I’ve blogged nonstop once a week for the last seven years, and in that time, I’ve skipped that many blogs or less because of lack of time. There are only so many hours in a day and sometimes other things happen.
Fellow writers sacrifice sleep, family, and other obligations because their writing commitments take precedence. I admire them for that, but I can’t.
I get physically ill if I don’t get my sleep. I never fought naptime as a child and have been this way all my life. I can get by with five or six hours of sleep at night, but only if I get to nap sometime the next day.
My optimum writing time is in the early hours – morning through late afternoon, but come evening, my brain is fried and the quality of my writing starts to falter.
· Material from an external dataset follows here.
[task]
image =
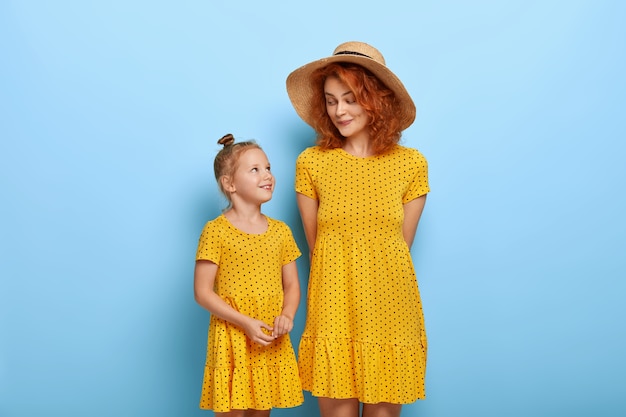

When that happens, it is best for me to set the alarm for an early hour and go to bed because nothing much is going to get done when I am physically tired.
My family are THE most important people in my life. Helping them in an emergency comes first before my writing, and I let them know that this writing thing is not a hobby, but often, I get called away to help them and I sacrifice the things I had planned. This writing thing is my passion, my life force, so if they need me, it better be important and not just because they think I have loads of free time and have been waiting for them to call on me to fill it.
When I’ve skipped writing a blog or a chapter in my work-in-progress, it’s because I’ve had to put my needs and wants second to address a family emergency, a huge occasion, or a disruption in the force that requires me to forget everything else and roll up my sleeves and get dirty. It leaves me with no time for myself while I take care of what others need. These usually leaves me exhausted and unable to focus on anything else.
If I were like some of my other writer friends, I’d sacrifice sleep. I’d learn to say no. I would carve out my needs first and forget everyone else, but like I’ve explained, this is not who I am.